Time for some unapologetic escapism.

Chloe Too Hot To Handle

by grazia |
Updated on

For many of us, this week will see us mark a month in lockdown. With the exception of supermarket trips and government-sanctioned runs, we have not been out since mid-March. Have not had dinner with friends, had a glass of wine at our local or visited our parents. It’s tough. We have never been in more need of escapism. Thankfully, Netflix had a bundle of binge-worthy goodness primed and ready to go. Too Hot To Handle is a perfect tonic for the time, and you’re going to want to spend all day watching it.

Debuting tomorrow, Too Hot To Handle sees ten beautiful singletons land on a tropical beach. They are all frank: they know they are hot, and they are hoping to make sweet music with their fellow attractive contestants. But, obviously, there’s a twist. Hours into the experience, which starts along the same lines as Love Island (hot man approaches hot woman as she lies on a sun longer, asks for a chat, leans in for a snog) but then turns things around: the ten participants may not kiss, hug, have sex, masturbate or engage in any romantic physical activity. Their faces drop. It’s an excellent TV moment.

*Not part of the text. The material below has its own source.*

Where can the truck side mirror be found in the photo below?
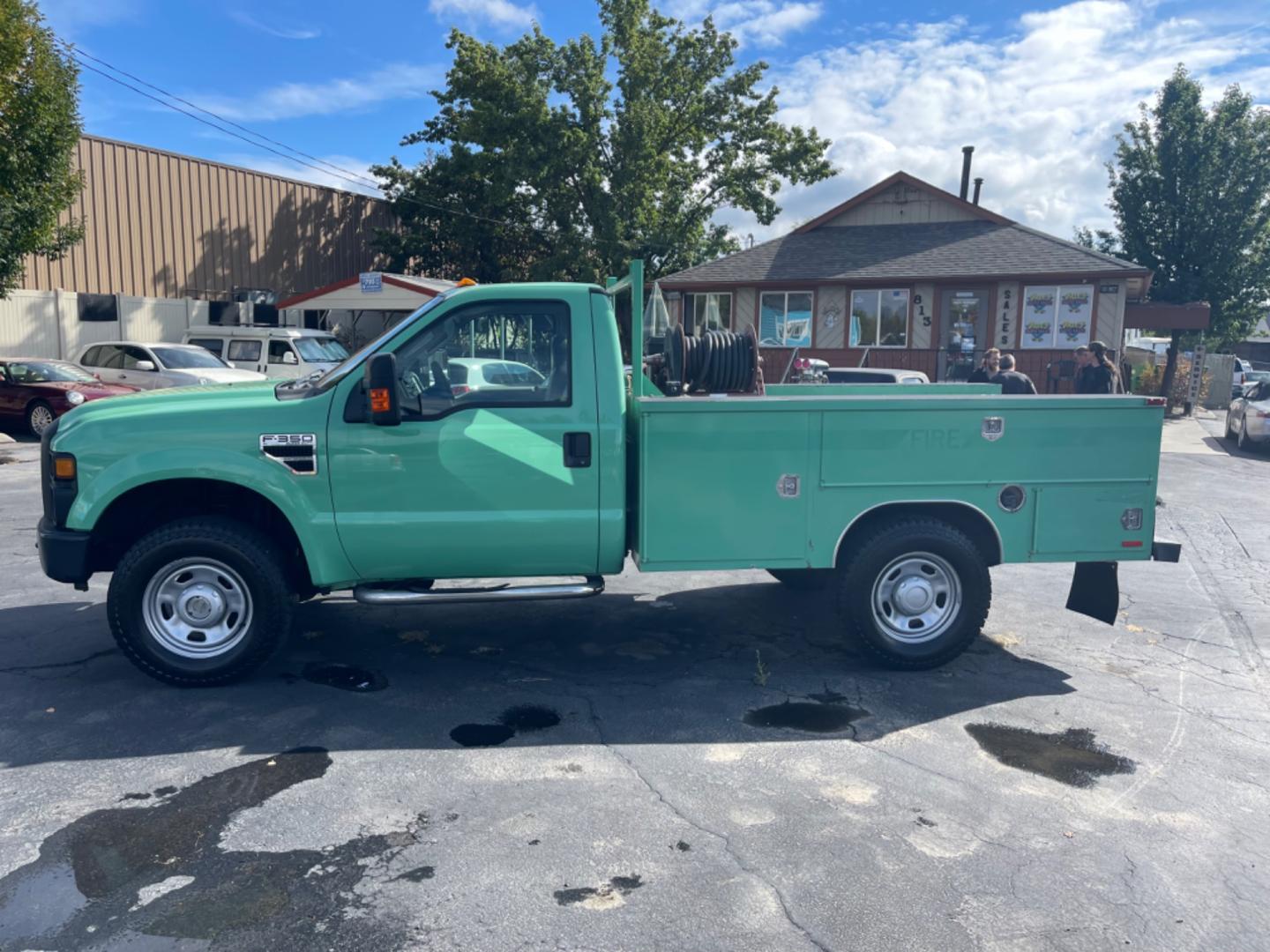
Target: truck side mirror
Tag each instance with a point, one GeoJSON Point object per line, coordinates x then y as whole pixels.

The twist provides a natural, enjoyable new element to a tired concept. It is genuinely fun to watch these people act like they have received a telegram saying their family dog has been hit by a lawnmower, rather than be asked to dispense with fellation for a fortnight. It is priceless television.

The mix is, also, well constructed. Chloe, from Essex, is an immediate champion, even ignoring national loyalty. She’s charming and sweet and is an earnest foil to the slightly less sincere Americans. Kez, a Londoner, is a clear charmer. Haley is honest to a fault – ‘What language is your tattoo in?’ ‘I don’t know’. Sharron has a short man complex. Matthew is more full of himself than a man wearing a beanie hat on a beach has any right to be. I question whether, as a group, they are likable enough to sustain interest for an entire series, but don’t we always say that about Love Island before falling for our favourites?

Is it perfect? No. There are shades of slut-shaming, and there are ethical implications in recruiting people for a programme then announcing that the rules have changed. At some point the world is going to get tired of watching beautiful people snog on a sandy beach. But, for now, the format is safe. I prescribe all episodes of Too Hot To Handle, to combat lockdown ennui.

You're going to want to book the afternoon off.